Agar-Agar, Agarose, Agarose Gel, Agaropectin, Agarweed, Algue de Java, Chinese Gelatin, Colle du Japon, Garacilaria confervoides, Gélatine de Chine, Gelidiella acerosa, Gelidium amanasii, Gelidium cartilagineum, Gelidium crinale, Gelidium divaricatum, Gelidium pacificum, Gelidium vagum, Gelosa, Gelosae, Gélose, Japanese Isinglas, Kanten Diet, Kanten Jelly, Kanten Plan, Layor Carang, Mousse de Ceylan, Mousse de Jaffna, Qion Zhi, Seaweed Gelatin, Vegetable Gelatin, Vegetarian Gelatin.
Overview InformationAgar is a plant. People use it to make medicine. In Japan agar is called "kanten," and it is the main ingredient in "the kanten plan" or "the kanten diet."
People use agar for obesity, diabetes, constipation, yellowing of the skin in infants (neonatal jaundice), and other conditions, but there is no good scientific evidence to support these uses.
In dentistry, agar is used to make dental impressions.
In manufacturing processes, agar is used as an ingredient in emulsions, suspensions, gels, and certain suppositories.
How does it work?Agar contains a gel-like substance that bulks up in the gut.
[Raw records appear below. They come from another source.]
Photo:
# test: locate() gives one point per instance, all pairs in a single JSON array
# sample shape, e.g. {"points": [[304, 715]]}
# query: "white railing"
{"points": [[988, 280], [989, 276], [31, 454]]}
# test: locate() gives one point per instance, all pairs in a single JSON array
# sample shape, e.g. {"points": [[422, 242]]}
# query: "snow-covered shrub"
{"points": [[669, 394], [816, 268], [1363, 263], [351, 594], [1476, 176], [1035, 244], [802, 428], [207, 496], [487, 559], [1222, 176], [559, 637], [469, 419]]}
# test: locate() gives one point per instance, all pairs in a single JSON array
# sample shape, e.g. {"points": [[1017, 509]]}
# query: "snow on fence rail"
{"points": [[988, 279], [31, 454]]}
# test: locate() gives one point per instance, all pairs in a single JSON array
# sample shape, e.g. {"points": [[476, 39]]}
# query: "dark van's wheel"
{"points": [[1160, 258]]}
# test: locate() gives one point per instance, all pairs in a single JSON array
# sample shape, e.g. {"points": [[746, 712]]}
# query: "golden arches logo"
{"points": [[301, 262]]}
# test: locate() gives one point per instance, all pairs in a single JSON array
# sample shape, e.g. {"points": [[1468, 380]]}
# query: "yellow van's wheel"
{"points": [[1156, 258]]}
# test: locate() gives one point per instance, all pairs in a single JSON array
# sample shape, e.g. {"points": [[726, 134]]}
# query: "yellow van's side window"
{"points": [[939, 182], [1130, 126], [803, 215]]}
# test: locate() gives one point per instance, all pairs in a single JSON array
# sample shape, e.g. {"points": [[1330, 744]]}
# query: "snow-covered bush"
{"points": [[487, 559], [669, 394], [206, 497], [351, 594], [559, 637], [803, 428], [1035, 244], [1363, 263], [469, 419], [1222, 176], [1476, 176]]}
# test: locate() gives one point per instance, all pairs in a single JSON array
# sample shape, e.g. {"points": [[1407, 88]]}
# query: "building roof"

This stimulates the intestines and creates a bowel movement. This bulking effect is thought to make it useful as a laxative and for weight loss. Agar tends to make people feel full, so they might stop eating earlier than they otherwise would. Some people think this reaction will lead to weight loss. But so far, there is not enough reliable scientific evidence that supports this weight loss theory.
Uses & Effectiveness
Insufficient Evidence for
- Diabetes. Early research shows that taking agar gel by mouth daily while following a traditional Japanese diet for 12 weeks doesn't improve pre-meal blood sugar levels or insulin resistance in obese people with type 2 diabetes and impaired glucose tolerance.
- Yellowing of the skin in infants (neonatal jaundice). While research is mixed, most early research shows that giving agar by mouth for 5 days doesn't reduce bilirubin levels in infants with newborn jaundice. But when given by mouth along with light therapy, agar might increase the bilirubin-lowering effects of light therapy. It might also reduce the length of time that light therapy is needed.
- Obesity. Early research shows that taking agar gel by mouth daily while following a traditional Japanese diet for 12 weeks reduces body weight by a small amount in obese people with type 2 diabetes and impaired glucose tolerance.
- Other conditions.
Side Effects & SafetyWhen taken by mouth: Agar is POSSIBLY SAFE for most adults when taken with at least one 8-ounce glass of water. If it is not taken with enough water, agar can swell and block the esophagus or bowel. Immediate medical attention is necessary if chest pain, vomiting, or difficulty swallowing or breathing occurs after taking agar.
Special Precautions & Warnings:Children: Agar is POSSIBLY SAFE when given by mouth to infants with neonatal jaundice for up to 7 days.
Pregnancy and breast-feeding: There isn't enough reliable information to know if agar is safe to use when pregnant or breast-feeding. Stay on the safe side and avoid use.
Bowel blockage (obstruction): Agar might make bowel obstruction worse, especially if it isn't taken with enough water or other liquid. Get medical advice before taking agar if you have a bowel obstruction.
Trouble swallowing: Agar might swell up and block the eating tube (esophagus) if it isn't taken with enough water or other liquid. This can be especially dangerous for someone who has trouble swallowing. Get medical advice before taking agar if you have a swallowing problem.
Be cautious with this combination
Medications taken by mouth (Oral drugs) interacts with AGAR
Agar is a thick gel. Agar might stick to some medications in the stomach and intestines. Taking agar at the same time as medications that you take by mouth might decrease how much medication your body absorbs, and possibly decrease the effectiveness of your medication. To prevent this interaction, take agar at least one hour after medications you take by mouth.
The appropriate dose of agar depends on several factors such as the user's age, health, and several other conditions. At this time there is not enough scientific information to determine an appropriate range of doses for agar. Keep in mind that natural products are not always necessarily safe and dosages can be important. Be sure to follow relevant directions on product labels and consult your pharmacist or physician or other healthcare professional before using.